Parties Avoid Campaign Finance Laws;
Bruno's Son Gets $90K to Lobby Dad
By Henry J. Stern
February 17, 2005
Just
when you thought ethical standards in New York State politics had hit rock
bottom, two fresh items appeared in today's newspapers indicating that new
lows are on the way. We are aware that these stories are depressing,
and ask your mercy on the messenger.
In an A1, col. 1 story in the Times, which jumps to B4, Michael Cooper
reports from Albany that unlimited corporate donations are flooding into
housekeeping committees created by political parties. Here is his lead:
"The
federal government may have cracked down on the use of soft money by national
political parties, but the tradition is alive and well in New York State.

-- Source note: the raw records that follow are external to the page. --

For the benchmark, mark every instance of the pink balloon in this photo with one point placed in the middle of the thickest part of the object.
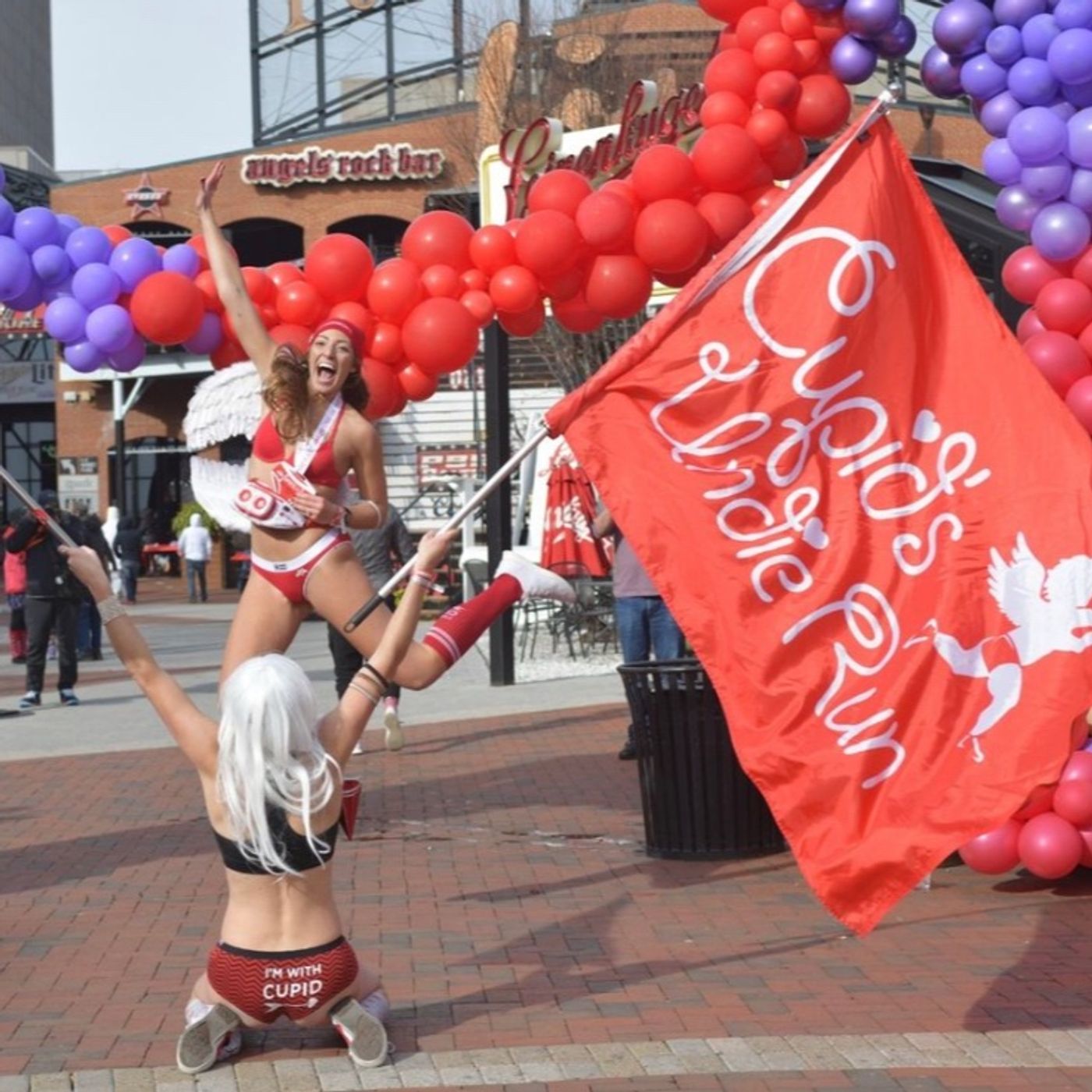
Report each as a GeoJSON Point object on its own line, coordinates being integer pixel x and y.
{"type": "Point", "coordinates": [1050, 846]}
{"type": "Point", "coordinates": [1072, 800]}
{"type": "Point", "coordinates": [996, 851]}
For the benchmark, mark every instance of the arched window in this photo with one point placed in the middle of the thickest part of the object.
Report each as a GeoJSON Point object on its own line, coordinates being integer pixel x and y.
{"type": "Point", "coordinates": [382, 234]}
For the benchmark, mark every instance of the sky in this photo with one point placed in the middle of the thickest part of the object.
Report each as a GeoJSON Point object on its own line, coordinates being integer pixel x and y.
{"type": "Point", "coordinates": [142, 82]}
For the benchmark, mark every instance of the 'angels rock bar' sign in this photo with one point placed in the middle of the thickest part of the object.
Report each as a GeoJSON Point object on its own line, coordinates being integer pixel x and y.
{"type": "Point", "coordinates": [385, 163]}
{"type": "Point", "coordinates": [644, 120]}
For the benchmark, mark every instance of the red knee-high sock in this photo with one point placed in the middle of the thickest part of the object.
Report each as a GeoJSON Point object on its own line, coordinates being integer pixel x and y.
{"type": "Point", "coordinates": [456, 630]}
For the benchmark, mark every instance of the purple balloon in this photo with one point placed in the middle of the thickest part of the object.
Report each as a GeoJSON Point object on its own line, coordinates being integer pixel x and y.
{"type": "Point", "coordinates": [35, 227]}
{"type": "Point", "coordinates": [899, 41]}
{"type": "Point", "coordinates": [83, 356]}
{"type": "Point", "coordinates": [1016, 209]}
{"type": "Point", "coordinates": [16, 269]}
{"type": "Point", "coordinates": [109, 328]}
{"type": "Point", "coordinates": [983, 78]}
{"type": "Point", "coordinates": [1080, 190]}
{"type": "Point", "coordinates": [95, 285]}
{"type": "Point", "coordinates": [209, 335]}
{"type": "Point", "coordinates": [1017, 12]}
{"type": "Point", "coordinates": [1037, 136]}
{"type": "Point", "coordinates": [997, 115]}
{"type": "Point", "coordinates": [183, 259]}
{"type": "Point", "coordinates": [1061, 232]}
{"type": "Point", "coordinates": [1048, 182]}
{"type": "Point", "coordinates": [133, 260]}
{"type": "Point", "coordinates": [852, 60]}
{"type": "Point", "coordinates": [867, 19]}
{"type": "Point", "coordinates": [1037, 34]}
{"type": "Point", "coordinates": [1032, 82]}
{"type": "Point", "coordinates": [130, 356]}
{"type": "Point", "coordinates": [66, 319]}
{"type": "Point", "coordinates": [941, 73]}
{"type": "Point", "coordinates": [51, 264]}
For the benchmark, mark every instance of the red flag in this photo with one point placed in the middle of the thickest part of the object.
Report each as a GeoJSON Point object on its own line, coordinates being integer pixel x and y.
{"type": "Point", "coordinates": [871, 518]}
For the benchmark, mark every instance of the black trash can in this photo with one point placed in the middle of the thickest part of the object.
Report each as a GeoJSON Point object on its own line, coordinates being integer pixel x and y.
{"type": "Point", "coordinates": [698, 803]}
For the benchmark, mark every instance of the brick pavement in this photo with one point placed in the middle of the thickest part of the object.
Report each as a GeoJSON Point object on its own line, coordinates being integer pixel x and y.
{"type": "Point", "coordinates": [499, 882]}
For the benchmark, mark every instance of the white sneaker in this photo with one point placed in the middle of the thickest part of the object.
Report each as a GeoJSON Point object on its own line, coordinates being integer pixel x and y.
{"type": "Point", "coordinates": [537, 583]}
{"type": "Point", "coordinates": [393, 735]}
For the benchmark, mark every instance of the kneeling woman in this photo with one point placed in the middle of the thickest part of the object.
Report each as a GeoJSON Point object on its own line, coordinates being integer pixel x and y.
{"type": "Point", "coordinates": [271, 773]}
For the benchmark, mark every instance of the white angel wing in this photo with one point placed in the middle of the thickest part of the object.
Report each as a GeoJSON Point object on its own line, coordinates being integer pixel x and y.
{"type": "Point", "coordinates": [227, 403]}
{"type": "Point", "coordinates": [1017, 587]}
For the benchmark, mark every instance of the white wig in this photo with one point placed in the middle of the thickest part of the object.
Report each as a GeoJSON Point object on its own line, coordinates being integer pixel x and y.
{"type": "Point", "coordinates": [270, 755]}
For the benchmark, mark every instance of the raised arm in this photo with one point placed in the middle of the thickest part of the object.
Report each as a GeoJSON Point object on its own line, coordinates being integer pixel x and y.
{"type": "Point", "coordinates": [341, 729]}
{"type": "Point", "coordinates": [194, 733]}
{"type": "Point", "coordinates": [254, 336]}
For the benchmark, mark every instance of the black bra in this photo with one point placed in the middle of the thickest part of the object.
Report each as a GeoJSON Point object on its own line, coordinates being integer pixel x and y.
{"type": "Point", "coordinates": [294, 848]}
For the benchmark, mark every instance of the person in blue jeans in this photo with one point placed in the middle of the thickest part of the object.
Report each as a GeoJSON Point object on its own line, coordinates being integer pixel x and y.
{"type": "Point", "coordinates": [644, 624]}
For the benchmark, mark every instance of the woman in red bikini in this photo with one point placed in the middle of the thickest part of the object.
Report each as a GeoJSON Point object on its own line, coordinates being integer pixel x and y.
{"type": "Point", "coordinates": [313, 436]}
{"type": "Point", "coordinates": [271, 775]}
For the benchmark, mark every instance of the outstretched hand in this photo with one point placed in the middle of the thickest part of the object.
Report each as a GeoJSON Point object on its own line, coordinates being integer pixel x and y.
{"type": "Point", "coordinates": [207, 187]}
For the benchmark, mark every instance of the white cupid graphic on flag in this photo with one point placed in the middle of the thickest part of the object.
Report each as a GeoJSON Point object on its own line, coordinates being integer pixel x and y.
{"type": "Point", "coordinates": [1048, 608]}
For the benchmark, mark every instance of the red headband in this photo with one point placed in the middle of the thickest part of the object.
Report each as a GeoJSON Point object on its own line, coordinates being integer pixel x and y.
{"type": "Point", "coordinates": [353, 333]}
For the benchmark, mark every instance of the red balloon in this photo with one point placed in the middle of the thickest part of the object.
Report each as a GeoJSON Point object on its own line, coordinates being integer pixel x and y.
{"type": "Point", "coordinates": [726, 214]}
{"type": "Point", "coordinates": [441, 281]}
{"type": "Point", "coordinates": [605, 221]}
{"type": "Point", "coordinates": [576, 316]}
{"type": "Point", "coordinates": [1059, 358]}
{"type": "Point", "coordinates": [513, 289]}
{"type": "Point", "coordinates": [1030, 324]}
{"type": "Point", "coordinates": [480, 306]}
{"type": "Point", "coordinates": [385, 343]}
{"type": "Point", "coordinates": [439, 335]}
{"type": "Point", "coordinates": [438, 238]}
{"type": "Point", "coordinates": [1050, 846]}
{"type": "Point", "coordinates": [395, 289]}
{"type": "Point", "coordinates": [166, 308]}
{"type": "Point", "coordinates": [1026, 273]}
{"type": "Point", "coordinates": [548, 243]}
{"type": "Point", "coordinates": [725, 158]}
{"type": "Point", "coordinates": [822, 108]}
{"type": "Point", "coordinates": [1072, 800]}
{"type": "Point", "coordinates": [385, 391]}
{"type": "Point", "coordinates": [1065, 305]}
{"type": "Point", "coordinates": [417, 385]}
{"type": "Point", "coordinates": [619, 285]}
{"type": "Point", "coordinates": [995, 852]}
{"type": "Point", "coordinates": [558, 191]}
{"type": "Point", "coordinates": [1079, 400]}
{"type": "Point", "coordinates": [339, 265]}
{"type": "Point", "coordinates": [491, 248]}
{"type": "Point", "coordinates": [733, 70]}
{"type": "Point", "coordinates": [663, 172]}
{"type": "Point", "coordinates": [300, 303]}
{"type": "Point", "coordinates": [298, 338]}
{"type": "Point", "coordinates": [671, 236]}
{"type": "Point", "coordinates": [523, 324]}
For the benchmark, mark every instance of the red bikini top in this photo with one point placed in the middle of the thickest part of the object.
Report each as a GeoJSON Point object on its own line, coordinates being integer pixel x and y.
{"type": "Point", "coordinates": [269, 447]}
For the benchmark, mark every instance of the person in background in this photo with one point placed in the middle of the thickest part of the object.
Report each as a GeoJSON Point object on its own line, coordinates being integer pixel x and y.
{"type": "Point", "coordinates": [128, 546]}
{"type": "Point", "coordinates": [90, 628]}
{"type": "Point", "coordinates": [194, 546]}
{"type": "Point", "coordinates": [52, 598]}
{"type": "Point", "coordinates": [14, 587]}
{"type": "Point", "coordinates": [376, 548]}
{"type": "Point", "coordinates": [644, 622]}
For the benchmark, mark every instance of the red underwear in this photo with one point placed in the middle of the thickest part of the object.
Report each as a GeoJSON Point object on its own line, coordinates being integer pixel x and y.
{"type": "Point", "coordinates": [265, 985]}
{"type": "Point", "coordinates": [289, 578]}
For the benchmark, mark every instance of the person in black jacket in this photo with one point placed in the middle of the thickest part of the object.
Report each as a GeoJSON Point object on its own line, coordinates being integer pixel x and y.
{"type": "Point", "coordinates": [129, 545]}
{"type": "Point", "coordinates": [52, 600]}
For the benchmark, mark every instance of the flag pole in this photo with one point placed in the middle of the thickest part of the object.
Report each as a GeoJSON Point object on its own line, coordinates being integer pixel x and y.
{"type": "Point", "coordinates": [456, 520]}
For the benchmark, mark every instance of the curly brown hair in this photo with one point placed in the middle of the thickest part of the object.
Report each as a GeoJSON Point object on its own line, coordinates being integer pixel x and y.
{"type": "Point", "coordinates": [285, 392]}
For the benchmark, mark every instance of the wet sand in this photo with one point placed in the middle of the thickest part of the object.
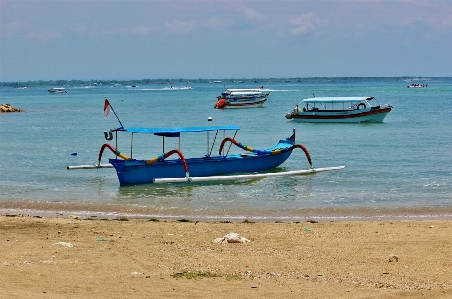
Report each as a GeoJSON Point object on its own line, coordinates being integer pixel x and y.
{"type": "Point", "coordinates": [51, 257]}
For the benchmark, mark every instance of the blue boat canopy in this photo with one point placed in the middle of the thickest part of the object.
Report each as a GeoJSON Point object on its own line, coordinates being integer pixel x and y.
{"type": "Point", "coordinates": [175, 132]}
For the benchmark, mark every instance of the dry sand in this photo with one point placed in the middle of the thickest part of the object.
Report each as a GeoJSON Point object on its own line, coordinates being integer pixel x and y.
{"type": "Point", "coordinates": [75, 258]}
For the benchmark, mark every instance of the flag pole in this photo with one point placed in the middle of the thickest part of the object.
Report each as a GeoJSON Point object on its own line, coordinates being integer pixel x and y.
{"type": "Point", "coordinates": [114, 112]}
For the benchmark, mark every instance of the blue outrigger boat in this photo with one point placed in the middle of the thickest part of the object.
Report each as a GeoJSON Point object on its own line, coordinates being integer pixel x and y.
{"type": "Point", "coordinates": [173, 163]}
{"type": "Point", "coordinates": [173, 166]}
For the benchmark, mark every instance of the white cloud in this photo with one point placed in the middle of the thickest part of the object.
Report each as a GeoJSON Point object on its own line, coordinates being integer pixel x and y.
{"type": "Point", "coordinates": [303, 23]}
{"type": "Point", "coordinates": [177, 26]}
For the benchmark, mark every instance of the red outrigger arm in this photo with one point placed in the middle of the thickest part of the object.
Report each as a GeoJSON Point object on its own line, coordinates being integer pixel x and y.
{"type": "Point", "coordinates": [150, 161]}
{"type": "Point", "coordinates": [265, 152]}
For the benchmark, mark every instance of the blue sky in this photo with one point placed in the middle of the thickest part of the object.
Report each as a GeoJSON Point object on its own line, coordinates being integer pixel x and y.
{"type": "Point", "coordinates": [115, 39]}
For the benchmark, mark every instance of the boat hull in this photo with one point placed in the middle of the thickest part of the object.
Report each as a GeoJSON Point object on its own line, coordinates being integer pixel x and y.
{"type": "Point", "coordinates": [244, 104]}
{"type": "Point", "coordinates": [352, 116]}
{"type": "Point", "coordinates": [132, 172]}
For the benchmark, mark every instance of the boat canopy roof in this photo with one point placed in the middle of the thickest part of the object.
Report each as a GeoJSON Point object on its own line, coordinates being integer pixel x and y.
{"type": "Point", "coordinates": [175, 132]}
{"type": "Point", "coordinates": [336, 99]}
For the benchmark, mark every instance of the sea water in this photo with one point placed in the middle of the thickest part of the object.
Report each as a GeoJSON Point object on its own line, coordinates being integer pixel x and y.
{"type": "Point", "coordinates": [401, 167]}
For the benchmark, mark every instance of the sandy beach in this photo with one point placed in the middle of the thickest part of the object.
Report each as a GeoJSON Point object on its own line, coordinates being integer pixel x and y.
{"type": "Point", "coordinates": [53, 257]}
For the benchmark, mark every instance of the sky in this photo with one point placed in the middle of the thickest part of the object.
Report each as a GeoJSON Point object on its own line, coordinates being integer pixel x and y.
{"type": "Point", "coordinates": [152, 39]}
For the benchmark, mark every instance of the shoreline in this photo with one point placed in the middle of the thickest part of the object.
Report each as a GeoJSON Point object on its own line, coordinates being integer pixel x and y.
{"type": "Point", "coordinates": [55, 257]}
{"type": "Point", "coordinates": [101, 211]}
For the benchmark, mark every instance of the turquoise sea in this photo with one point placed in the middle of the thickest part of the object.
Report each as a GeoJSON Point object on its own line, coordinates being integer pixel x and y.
{"type": "Point", "coordinates": [401, 168]}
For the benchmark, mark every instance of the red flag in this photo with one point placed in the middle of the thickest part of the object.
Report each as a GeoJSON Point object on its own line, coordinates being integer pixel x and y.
{"type": "Point", "coordinates": [106, 108]}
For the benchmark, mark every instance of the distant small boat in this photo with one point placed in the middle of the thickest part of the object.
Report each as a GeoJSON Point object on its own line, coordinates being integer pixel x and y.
{"type": "Point", "coordinates": [241, 98]}
{"type": "Point", "coordinates": [339, 109]}
{"type": "Point", "coordinates": [57, 90]}
{"type": "Point", "coordinates": [415, 85]}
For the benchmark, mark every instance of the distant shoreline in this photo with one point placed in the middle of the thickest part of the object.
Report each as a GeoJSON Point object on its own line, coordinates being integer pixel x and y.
{"type": "Point", "coordinates": [105, 82]}
{"type": "Point", "coordinates": [106, 211]}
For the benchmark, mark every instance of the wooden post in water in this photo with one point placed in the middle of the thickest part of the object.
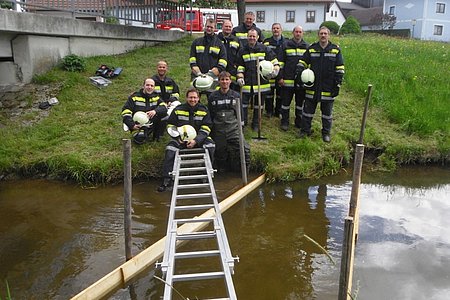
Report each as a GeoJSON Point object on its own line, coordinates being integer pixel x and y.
{"type": "Point", "coordinates": [352, 220]}
{"type": "Point", "coordinates": [127, 188]}
{"type": "Point", "coordinates": [345, 277]}
{"type": "Point", "coordinates": [241, 140]}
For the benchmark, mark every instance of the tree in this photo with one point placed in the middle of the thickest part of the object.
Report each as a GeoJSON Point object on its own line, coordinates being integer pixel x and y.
{"type": "Point", "coordinates": [351, 25]}
{"type": "Point", "coordinates": [332, 25]}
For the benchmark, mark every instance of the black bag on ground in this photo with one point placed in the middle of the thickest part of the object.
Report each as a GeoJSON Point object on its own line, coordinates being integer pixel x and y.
{"type": "Point", "coordinates": [107, 72]}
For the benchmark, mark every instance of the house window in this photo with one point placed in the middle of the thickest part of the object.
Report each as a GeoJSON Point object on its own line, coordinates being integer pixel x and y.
{"type": "Point", "coordinates": [260, 16]}
{"type": "Point", "coordinates": [392, 10]}
{"type": "Point", "coordinates": [440, 8]}
{"type": "Point", "coordinates": [310, 16]}
{"type": "Point", "coordinates": [290, 16]}
{"type": "Point", "coordinates": [438, 29]}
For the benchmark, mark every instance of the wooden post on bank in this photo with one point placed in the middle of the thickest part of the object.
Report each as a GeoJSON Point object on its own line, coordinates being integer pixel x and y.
{"type": "Point", "coordinates": [352, 220]}
{"type": "Point", "coordinates": [127, 188]}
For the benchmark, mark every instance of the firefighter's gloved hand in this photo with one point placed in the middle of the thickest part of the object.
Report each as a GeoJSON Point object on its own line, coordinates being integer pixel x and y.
{"type": "Point", "coordinates": [274, 73]}
{"type": "Point", "coordinates": [335, 91]}
{"type": "Point", "coordinates": [212, 74]}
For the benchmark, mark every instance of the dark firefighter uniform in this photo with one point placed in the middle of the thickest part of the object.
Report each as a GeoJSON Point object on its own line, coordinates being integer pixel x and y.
{"type": "Point", "coordinates": [291, 53]}
{"type": "Point", "coordinates": [275, 45]}
{"type": "Point", "coordinates": [241, 31]}
{"type": "Point", "coordinates": [169, 91]}
{"type": "Point", "coordinates": [232, 46]}
{"type": "Point", "coordinates": [225, 130]}
{"type": "Point", "coordinates": [198, 117]}
{"type": "Point", "coordinates": [140, 101]}
{"type": "Point", "coordinates": [208, 52]}
{"type": "Point", "coordinates": [328, 67]}
{"type": "Point", "coordinates": [246, 62]}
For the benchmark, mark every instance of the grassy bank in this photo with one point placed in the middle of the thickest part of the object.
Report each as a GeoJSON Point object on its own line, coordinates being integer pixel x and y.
{"type": "Point", "coordinates": [408, 119]}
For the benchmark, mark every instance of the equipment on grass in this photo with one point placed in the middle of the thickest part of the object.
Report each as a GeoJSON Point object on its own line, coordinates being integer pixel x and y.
{"type": "Point", "coordinates": [265, 68]}
{"type": "Point", "coordinates": [308, 77]}
{"type": "Point", "coordinates": [203, 82]}
{"type": "Point", "coordinates": [140, 117]}
{"type": "Point", "coordinates": [187, 133]}
{"type": "Point", "coordinates": [173, 131]}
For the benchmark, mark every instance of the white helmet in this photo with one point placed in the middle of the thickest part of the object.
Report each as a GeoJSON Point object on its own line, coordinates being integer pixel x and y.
{"type": "Point", "coordinates": [172, 106]}
{"type": "Point", "coordinates": [140, 117]}
{"type": "Point", "coordinates": [203, 82]}
{"type": "Point", "coordinates": [308, 77]}
{"type": "Point", "coordinates": [187, 133]}
{"type": "Point", "coordinates": [265, 68]}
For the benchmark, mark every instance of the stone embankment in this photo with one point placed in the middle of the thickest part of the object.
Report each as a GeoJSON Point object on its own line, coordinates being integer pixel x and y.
{"type": "Point", "coordinates": [20, 103]}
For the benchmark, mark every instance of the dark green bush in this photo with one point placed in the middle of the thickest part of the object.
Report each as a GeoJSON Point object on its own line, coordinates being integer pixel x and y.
{"type": "Point", "coordinates": [333, 26]}
{"type": "Point", "coordinates": [351, 25]}
{"type": "Point", "coordinates": [73, 63]}
{"type": "Point", "coordinates": [5, 4]}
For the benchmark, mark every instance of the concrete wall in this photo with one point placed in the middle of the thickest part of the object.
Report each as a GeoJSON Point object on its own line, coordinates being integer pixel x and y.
{"type": "Point", "coordinates": [32, 43]}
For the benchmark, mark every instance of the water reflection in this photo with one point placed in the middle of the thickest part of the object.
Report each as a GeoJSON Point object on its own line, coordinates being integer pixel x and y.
{"type": "Point", "coordinates": [404, 244]}
{"type": "Point", "coordinates": [56, 239]}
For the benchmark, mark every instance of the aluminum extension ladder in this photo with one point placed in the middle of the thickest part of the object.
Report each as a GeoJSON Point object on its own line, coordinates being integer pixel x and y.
{"type": "Point", "coordinates": [194, 193]}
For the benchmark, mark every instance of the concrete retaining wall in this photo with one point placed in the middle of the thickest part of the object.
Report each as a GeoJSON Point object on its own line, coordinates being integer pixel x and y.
{"type": "Point", "coordinates": [32, 43]}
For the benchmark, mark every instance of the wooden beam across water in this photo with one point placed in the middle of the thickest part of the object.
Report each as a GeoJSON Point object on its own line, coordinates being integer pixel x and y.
{"type": "Point", "coordinates": [123, 274]}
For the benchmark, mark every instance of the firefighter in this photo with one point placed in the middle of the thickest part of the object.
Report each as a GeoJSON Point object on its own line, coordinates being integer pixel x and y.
{"type": "Point", "coordinates": [275, 42]}
{"type": "Point", "coordinates": [222, 105]}
{"type": "Point", "coordinates": [248, 76]}
{"type": "Point", "coordinates": [166, 88]}
{"type": "Point", "coordinates": [232, 46]}
{"type": "Point", "coordinates": [146, 100]}
{"type": "Point", "coordinates": [241, 30]}
{"type": "Point", "coordinates": [190, 113]}
{"type": "Point", "coordinates": [325, 59]}
{"type": "Point", "coordinates": [208, 55]}
{"type": "Point", "coordinates": [292, 52]}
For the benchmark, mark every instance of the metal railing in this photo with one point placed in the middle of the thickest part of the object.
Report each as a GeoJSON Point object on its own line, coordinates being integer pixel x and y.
{"type": "Point", "coordinates": [144, 13]}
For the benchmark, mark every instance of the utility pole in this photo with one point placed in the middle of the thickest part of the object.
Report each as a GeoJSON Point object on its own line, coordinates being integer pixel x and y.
{"type": "Point", "coordinates": [241, 11]}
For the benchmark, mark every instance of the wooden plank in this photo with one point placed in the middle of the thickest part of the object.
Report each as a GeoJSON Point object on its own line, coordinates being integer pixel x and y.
{"type": "Point", "coordinates": [123, 274]}
{"type": "Point", "coordinates": [345, 277]}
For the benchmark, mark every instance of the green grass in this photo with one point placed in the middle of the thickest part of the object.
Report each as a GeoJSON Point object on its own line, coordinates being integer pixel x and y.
{"type": "Point", "coordinates": [408, 120]}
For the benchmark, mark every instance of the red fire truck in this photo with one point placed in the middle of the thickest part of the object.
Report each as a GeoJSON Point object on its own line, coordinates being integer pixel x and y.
{"type": "Point", "coordinates": [177, 19]}
{"type": "Point", "coordinates": [195, 18]}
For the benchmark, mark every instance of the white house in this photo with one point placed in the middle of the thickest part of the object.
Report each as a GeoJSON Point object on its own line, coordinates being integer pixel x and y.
{"type": "Point", "coordinates": [289, 13]}
{"type": "Point", "coordinates": [427, 19]}
{"type": "Point", "coordinates": [335, 13]}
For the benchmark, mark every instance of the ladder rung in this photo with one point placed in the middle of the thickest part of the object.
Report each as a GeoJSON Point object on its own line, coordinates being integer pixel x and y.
{"type": "Point", "coordinates": [194, 207]}
{"type": "Point", "coordinates": [198, 276]}
{"type": "Point", "coordinates": [191, 155]}
{"type": "Point", "coordinates": [194, 196]}
{"type": "Point", "coordinates": [188, 150]}
{"type": "Point", "coordinates": [194, 254]}
{"type": "Point", "coordinates": [197, 235]}
{"type": "Point", "coordinates": [192, 162]}
{"type": "Point", "coordinates": [195, 220]}
{"type": "Point", "coordinates": [193, 186]}
{"type": "Point", "coordinates": [187, 177]}
{"type": "Point", "coordinates": [192, 169]}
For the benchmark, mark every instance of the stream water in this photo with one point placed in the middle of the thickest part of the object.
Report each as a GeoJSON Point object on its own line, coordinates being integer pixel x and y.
{"type": "Point", "coordinates": [56, 238]}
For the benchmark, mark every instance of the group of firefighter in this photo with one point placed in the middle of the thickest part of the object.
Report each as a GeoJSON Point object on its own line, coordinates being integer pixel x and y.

Local parties can still accept unlimited corporate donations to their so-called
housekeeping committees, which have few restrictions on how they can spend
their money.
"The
increasing use of party housekeeping committees was highlighted this year
by the disclosure that the state Republican Party's housekeeping committee
pays the salary of a full-time assistant for the state's first lady, Libby
Pataki."
The
story continues, explaining how the device is used to skirt the state's already
weak campaign finance laws. For example, bond underwriters, forbidden
from making large gifts to political campaigns, give substantial sums to
the so-called housekeeping committees.
An alert reader, Jerry Skurnik, e-mailed us this afternoon to say that it
seemed perfectly appropriate for a housekeeping committee to pay for Mrs.
Pataki's housekeeper.
As if that were not enough, the Post leads page 2 with a story by Tom Topousis,
headlined "Stadium foes paid lobby teams $14M." To spell $14M out,
it is fourteen million dollars. Some of the money went for massive
media campaigns, which is their First Amendment right. Advertising
expenses tend to offset each other, more or less, just as rival campaigns
for toothpaste or other consumer products end up without much impact on market
share.
What is most striking in the story is the list of lobbyists employed by the
Jets and Cablevision, rival contenders on the West Side Stadium issue.
The surprise is who the lobbyists are and how much they have already been
paid.
Cablevision (the Dolan family) seems to have the edge in influence.
They hired former Senator Alfonse D'Amato at $35K, a pittance for the man
who plucked George Pataki from the back benches of the State Senate and made
him governor; Patricia Lynch, who was Sheldon Silver's chief of staff for
many years, $102K; Randy Mastro, Mayor Giuliani's former deputy, $26K; Arthur
Finkelstein, political consultant for Gov. Pataki, $352K; and Kenneth Bruno,
son of Senate Majority Leader Joseph L. Bruno, $90K.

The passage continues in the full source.